While it can be counted on not to engage in these kinds of deadly shenanigans, the Obama administration hasn’t taken much meaingful action on Haiti in the past year. It did pull back on some of the harshest deportation policies of the Bush years, which affected Haitians fleeing their country’s shores. But it has implemented few of the recommendations, for example, put out by the Haitian Lawyers Leadership Network after Obama’s inauguration, which included canceling debts and increasing trade.

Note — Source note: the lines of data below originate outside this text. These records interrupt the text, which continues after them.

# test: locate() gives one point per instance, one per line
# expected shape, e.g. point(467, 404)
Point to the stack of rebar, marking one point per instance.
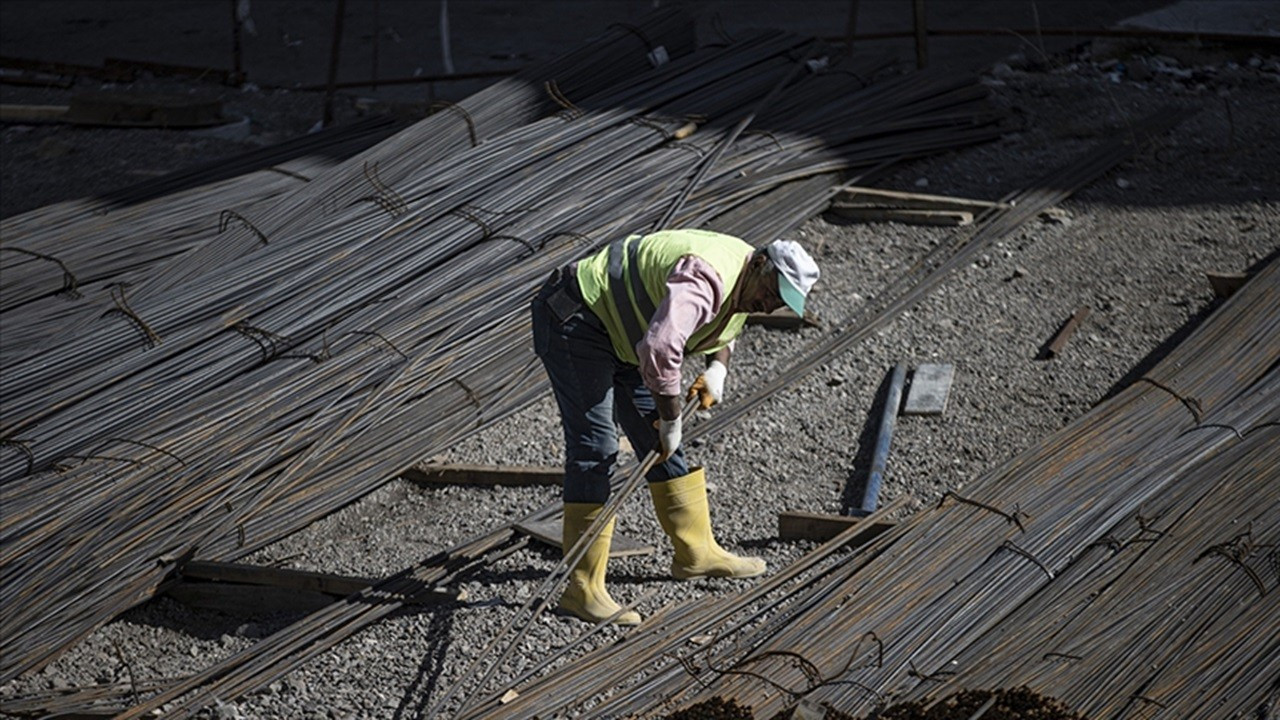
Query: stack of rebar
point(1125, 565)
point(310, 349)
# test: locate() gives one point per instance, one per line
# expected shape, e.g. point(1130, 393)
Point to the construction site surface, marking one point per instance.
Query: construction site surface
point(274, 441)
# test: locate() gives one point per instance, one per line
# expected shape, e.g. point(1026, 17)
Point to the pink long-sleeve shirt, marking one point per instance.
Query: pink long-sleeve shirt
point(694, 296)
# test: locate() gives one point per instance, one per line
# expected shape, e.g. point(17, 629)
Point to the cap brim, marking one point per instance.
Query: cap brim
point(790, 295)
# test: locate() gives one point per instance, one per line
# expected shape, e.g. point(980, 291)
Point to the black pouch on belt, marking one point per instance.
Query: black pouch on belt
point(562, 304)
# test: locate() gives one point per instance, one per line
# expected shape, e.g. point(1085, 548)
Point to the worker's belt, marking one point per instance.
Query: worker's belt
point(643, 309)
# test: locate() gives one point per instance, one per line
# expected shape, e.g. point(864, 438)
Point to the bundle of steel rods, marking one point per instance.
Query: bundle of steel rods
point(306, 355)
point(1125, 565)
point(895, 624)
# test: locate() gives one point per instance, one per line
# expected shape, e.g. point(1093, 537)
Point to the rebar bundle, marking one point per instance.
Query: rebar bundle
point(1127, 565)
point(321, 343)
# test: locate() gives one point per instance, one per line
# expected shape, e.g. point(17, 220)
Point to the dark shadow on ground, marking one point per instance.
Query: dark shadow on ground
point(1178, 336)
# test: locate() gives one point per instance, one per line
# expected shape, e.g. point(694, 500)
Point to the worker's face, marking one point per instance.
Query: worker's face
point(760, 287)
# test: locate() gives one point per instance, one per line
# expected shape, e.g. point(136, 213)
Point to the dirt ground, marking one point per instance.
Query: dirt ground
point(1133, 246)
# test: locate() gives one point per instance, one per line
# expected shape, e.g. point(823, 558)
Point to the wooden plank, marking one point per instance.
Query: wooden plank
point(782, 319)
point(551, 533)
point(485, 475)
point(16, 113)
point(236, 598)
point(254, 589)
point(339, 586)
point(945, 218)
point(931, 384)
point(860, 196)
point(1064, 333)
point(822, 527)
point(1226, 283)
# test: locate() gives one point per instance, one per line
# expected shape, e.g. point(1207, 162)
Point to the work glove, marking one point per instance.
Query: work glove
point(709, 387)
point(668, 437)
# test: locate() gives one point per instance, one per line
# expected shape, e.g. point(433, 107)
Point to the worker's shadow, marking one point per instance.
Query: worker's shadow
point(426, 680)
point(851, 499)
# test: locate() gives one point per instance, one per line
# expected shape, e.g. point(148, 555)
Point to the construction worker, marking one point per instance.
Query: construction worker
point(612, 332)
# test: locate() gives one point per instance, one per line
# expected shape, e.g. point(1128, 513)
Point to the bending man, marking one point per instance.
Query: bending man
point(612, 331)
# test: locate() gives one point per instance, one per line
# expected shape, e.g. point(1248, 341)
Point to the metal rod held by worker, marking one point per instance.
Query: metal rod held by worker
point(871, 493)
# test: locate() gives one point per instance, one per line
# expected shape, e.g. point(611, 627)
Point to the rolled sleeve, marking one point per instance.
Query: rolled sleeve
point(694, 296)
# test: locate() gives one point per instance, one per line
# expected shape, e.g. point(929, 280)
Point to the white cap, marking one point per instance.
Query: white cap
point(796, 272)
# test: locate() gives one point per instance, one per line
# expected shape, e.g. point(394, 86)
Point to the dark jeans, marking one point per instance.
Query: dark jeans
point(595, 392)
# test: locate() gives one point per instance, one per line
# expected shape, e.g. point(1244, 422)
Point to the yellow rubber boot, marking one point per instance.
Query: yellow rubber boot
point(684, 513)
point(585, 595)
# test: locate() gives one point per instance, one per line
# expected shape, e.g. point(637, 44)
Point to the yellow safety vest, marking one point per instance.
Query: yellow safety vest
point(625, 282)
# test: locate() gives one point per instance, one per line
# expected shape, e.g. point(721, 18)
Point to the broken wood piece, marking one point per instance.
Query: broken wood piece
point(822, 527)
point(325, 583)
point(13, 113)
point(1065, 332)
point(877, 197)
point(487, 475)
point(945, 218)
point(931, 384)
point(782, 319)
point(252, 589)
point(551, 533)
point(247, 601)
point(138, 109)
point(883, 437)
point(1226, 283)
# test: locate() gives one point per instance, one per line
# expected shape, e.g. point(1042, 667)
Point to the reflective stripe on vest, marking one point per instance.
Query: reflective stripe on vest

For the most part, Europe and the United States have continued to sit by as Haiti has grown poorer and poorer. When I was there you could find the children just outside Cite Soleil, the giant slum, living in the garbage dump, waiting for the US army trucks to dump the scraps left from the meals of American soldiers. There they stood, knee deep in garbage, fighting for bits of food. As for the old, they people every street, gathering at the Holiday Inn at Port au Prince in wheelchairs, waiting at the doorway in search of a coin or two. They have no social safety net. And nobody with any money—no bank, no insurance company, no hedge fund, no mutual fund—ever makes any serious investment in the country.

It is hard to imagine what a magnitude 7 earthquake might do to a city that on any ordinary day already resembles a disaster area.  Today, compassionate Americans will wince at the photos, then pick their way among the foundations which offer alms to the Haitian poor. Here is one unlikely proposal to help Haiti, taken from Juan Cole’s email listserv this morning:

Memo to Obama on Haiti: “It’s reported that Goldman Sachs, Morgan Stanley and JPMorgan Chase combined have set aside $47 billion for bonuses,” says an NPR account, according to Cole. “Haiti’s annual gross domestic product in nominal terms is about $7 bn. a year. Seize the bonuses. Send them to Haiti.”

It’ll never happen, of course. But if there were any justice in the world, it would.